You could do that by using magic-mode-alist, I guess?  It's just a
matter of writing the FUNCTION to put into the association for the
magic signatures of the compression methods you want to support.

FWIW, I don't think Emacs should do this by default, because looking
at the file's contents before looking at its file-name extension will
slow down visiting files, and having a .tar file that is actually a
.tar.xz file is quite unusual in the wild.  So this sounds like your
personal preference, and therefore customizing magic-mode-alist for
you sounds like TRT to fulfill your personal needs.
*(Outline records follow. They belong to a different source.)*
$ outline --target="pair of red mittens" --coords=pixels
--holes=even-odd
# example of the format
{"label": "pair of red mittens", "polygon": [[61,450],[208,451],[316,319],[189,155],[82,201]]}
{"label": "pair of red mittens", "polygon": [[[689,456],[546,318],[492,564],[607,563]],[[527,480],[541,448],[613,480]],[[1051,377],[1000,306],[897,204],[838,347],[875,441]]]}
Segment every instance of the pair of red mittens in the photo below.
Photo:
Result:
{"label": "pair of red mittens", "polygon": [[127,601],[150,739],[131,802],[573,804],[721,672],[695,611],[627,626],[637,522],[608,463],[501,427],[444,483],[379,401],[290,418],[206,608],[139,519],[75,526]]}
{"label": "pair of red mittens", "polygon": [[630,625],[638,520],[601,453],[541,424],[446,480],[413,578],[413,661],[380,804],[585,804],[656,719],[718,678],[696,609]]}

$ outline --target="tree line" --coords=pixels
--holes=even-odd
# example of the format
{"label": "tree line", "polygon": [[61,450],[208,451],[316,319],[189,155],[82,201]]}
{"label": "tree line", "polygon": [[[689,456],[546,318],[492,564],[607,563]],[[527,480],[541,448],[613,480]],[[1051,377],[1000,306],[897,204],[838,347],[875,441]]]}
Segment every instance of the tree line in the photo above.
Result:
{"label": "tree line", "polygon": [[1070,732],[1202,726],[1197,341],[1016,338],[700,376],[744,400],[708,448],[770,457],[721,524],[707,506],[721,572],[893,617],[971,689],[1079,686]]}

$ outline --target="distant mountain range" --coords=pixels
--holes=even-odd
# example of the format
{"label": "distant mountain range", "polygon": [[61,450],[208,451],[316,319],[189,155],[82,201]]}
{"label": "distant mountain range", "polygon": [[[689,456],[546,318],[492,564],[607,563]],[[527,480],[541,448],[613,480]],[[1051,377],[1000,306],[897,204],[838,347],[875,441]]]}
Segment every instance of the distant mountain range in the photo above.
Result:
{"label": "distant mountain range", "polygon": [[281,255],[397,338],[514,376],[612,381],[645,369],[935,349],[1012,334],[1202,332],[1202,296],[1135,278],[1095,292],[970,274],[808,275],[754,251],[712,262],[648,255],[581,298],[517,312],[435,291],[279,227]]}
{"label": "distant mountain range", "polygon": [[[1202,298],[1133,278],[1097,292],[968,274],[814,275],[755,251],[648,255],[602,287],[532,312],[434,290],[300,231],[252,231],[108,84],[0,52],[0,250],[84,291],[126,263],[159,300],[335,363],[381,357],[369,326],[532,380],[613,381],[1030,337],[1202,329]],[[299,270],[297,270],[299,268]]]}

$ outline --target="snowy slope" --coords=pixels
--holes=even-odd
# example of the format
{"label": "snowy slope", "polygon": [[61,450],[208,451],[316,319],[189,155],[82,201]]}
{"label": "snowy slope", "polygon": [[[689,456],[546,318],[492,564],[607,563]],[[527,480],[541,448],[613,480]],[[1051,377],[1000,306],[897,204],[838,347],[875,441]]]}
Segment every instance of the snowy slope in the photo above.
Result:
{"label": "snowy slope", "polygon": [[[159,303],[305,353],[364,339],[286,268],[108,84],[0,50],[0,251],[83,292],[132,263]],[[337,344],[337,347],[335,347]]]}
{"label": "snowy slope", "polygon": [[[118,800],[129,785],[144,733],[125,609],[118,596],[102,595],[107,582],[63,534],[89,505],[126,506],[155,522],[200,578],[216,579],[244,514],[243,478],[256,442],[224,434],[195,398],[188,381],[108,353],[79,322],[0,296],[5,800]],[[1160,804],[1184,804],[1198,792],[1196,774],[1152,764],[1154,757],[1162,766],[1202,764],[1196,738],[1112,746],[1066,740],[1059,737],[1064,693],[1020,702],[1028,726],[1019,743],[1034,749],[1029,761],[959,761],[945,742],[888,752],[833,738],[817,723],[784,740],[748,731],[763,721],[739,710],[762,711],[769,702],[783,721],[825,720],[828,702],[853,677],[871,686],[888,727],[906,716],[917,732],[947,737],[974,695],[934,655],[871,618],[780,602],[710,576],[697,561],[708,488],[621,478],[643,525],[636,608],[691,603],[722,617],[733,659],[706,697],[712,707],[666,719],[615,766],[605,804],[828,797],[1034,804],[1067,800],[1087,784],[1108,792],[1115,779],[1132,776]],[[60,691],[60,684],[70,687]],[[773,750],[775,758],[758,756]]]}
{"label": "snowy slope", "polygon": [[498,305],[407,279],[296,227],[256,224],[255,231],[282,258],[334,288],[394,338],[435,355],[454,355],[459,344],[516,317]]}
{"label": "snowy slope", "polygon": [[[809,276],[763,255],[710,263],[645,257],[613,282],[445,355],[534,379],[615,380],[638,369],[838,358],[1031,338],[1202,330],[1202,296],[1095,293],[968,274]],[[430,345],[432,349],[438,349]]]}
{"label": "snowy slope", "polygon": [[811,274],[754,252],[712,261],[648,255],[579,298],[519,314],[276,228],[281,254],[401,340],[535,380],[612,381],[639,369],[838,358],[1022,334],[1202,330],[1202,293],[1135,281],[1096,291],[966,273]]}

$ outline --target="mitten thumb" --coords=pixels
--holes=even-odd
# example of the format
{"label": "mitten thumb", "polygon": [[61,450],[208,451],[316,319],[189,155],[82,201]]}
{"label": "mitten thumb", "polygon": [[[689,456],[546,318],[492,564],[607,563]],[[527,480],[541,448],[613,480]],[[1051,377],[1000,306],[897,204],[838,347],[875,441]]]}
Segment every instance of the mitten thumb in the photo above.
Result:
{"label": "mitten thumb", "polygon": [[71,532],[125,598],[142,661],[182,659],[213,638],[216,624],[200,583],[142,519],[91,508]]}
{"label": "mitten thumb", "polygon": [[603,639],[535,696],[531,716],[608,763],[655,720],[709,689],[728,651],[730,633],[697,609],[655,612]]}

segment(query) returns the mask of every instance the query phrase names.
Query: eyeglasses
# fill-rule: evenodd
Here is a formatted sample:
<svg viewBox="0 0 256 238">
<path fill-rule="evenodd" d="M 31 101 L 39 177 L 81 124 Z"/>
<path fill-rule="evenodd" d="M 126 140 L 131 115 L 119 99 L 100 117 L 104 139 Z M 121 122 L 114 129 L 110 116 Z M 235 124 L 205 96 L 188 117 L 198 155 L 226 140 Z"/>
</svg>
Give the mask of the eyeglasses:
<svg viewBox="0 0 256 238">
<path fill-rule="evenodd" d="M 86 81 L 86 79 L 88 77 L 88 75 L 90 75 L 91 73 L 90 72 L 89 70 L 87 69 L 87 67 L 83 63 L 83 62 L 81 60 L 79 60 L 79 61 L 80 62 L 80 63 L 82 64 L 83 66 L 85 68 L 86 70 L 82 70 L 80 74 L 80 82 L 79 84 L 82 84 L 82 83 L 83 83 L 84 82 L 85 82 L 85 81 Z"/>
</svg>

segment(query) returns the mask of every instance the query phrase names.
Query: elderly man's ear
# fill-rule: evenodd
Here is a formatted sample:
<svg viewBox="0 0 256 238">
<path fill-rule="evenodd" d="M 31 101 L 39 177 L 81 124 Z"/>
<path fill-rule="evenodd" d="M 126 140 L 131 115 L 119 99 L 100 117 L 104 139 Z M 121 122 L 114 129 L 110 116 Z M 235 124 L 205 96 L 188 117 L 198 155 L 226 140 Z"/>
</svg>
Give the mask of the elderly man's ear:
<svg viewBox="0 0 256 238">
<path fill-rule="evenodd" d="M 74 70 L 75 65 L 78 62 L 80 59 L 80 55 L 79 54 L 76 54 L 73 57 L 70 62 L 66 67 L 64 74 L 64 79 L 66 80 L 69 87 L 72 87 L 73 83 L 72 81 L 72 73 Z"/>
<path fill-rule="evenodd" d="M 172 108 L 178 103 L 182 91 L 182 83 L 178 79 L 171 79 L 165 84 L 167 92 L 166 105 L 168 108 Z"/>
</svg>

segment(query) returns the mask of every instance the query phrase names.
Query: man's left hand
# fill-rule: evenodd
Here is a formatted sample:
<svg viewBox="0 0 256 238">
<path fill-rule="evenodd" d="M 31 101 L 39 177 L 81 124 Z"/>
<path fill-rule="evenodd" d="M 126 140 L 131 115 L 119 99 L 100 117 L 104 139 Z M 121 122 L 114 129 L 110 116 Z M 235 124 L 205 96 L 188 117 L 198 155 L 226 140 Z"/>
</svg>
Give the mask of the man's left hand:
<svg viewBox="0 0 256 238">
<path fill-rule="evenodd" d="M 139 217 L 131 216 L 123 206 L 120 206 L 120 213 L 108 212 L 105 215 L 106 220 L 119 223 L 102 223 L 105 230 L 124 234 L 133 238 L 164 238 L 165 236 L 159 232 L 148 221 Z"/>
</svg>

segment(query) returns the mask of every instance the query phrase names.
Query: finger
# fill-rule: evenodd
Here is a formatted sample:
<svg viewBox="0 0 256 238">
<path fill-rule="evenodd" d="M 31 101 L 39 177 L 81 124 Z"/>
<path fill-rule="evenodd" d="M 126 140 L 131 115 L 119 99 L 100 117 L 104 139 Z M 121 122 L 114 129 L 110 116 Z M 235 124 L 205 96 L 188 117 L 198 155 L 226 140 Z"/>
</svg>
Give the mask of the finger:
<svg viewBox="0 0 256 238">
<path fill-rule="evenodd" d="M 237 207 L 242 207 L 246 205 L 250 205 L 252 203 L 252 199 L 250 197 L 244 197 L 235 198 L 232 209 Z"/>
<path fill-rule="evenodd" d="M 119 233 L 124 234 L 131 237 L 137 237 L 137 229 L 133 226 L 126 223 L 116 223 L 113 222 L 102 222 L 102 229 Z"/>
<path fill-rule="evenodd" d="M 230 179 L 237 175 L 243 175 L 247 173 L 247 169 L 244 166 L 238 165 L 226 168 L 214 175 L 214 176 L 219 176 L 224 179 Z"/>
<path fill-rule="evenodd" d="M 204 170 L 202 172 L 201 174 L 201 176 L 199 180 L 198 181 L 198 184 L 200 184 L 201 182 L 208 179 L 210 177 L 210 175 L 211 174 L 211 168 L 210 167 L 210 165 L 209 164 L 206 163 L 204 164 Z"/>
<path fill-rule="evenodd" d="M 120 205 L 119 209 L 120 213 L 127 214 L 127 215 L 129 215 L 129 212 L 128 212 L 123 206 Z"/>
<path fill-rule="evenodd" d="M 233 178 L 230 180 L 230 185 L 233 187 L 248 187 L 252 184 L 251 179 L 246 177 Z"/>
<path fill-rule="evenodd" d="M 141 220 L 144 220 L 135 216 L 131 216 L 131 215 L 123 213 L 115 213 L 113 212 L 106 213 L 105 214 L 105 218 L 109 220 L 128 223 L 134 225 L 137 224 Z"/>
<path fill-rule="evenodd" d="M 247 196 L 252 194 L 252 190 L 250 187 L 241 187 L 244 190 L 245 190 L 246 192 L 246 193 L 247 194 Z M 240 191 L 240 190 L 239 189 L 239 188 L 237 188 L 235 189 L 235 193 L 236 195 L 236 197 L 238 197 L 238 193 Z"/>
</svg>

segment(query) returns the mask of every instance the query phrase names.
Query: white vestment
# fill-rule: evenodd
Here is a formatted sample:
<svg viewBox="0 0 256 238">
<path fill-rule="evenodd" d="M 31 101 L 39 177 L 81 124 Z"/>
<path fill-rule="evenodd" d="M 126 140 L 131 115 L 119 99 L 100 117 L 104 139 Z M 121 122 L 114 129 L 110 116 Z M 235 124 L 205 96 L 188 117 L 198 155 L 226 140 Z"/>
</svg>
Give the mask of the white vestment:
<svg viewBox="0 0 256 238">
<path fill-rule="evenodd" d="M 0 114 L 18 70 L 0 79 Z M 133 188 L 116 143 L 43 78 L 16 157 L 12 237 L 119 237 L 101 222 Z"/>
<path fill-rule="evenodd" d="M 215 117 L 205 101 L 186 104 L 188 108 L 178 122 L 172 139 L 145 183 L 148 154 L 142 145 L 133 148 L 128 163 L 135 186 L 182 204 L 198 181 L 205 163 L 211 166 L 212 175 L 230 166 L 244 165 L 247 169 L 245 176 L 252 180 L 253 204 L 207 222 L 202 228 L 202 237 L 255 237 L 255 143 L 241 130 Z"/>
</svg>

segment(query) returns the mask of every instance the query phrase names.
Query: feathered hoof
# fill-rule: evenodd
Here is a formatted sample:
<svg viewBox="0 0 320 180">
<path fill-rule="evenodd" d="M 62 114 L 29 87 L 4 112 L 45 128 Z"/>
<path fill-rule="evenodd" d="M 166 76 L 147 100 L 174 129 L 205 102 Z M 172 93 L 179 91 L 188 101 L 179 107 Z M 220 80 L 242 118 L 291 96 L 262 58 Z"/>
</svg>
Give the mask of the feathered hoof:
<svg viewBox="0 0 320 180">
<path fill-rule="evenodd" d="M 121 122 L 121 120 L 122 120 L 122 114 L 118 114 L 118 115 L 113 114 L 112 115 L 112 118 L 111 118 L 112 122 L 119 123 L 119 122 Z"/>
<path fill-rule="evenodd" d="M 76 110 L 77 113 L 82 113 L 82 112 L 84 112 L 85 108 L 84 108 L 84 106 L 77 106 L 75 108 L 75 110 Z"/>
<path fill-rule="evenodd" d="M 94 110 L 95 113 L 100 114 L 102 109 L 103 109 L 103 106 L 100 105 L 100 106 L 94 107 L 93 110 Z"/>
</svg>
> Compression would be transparent to Emacs if it relied on Tar for parsing the 
> tar file, because Tar manages compressed files transparently.  But since 
> Emacs parses the tar file itself, it should behave as Tar does, that is, 
> uncompress the file if it was compressed in the first place, and recompress 
> when saving it after editing.

I don't think it's a good idea for Emacs to require Tar for visiting
archives.  For starters, Tar is not always available, and when it is
available, it doesn't always support all the compression methods
people could use.  We could use bsdtar (from libarchive), which
supports every archive format and compression method under the sun,
but its availability is even less than that of Tar.

So I think what we have now hits a good balance between functionality
in the popular use cases and reliability.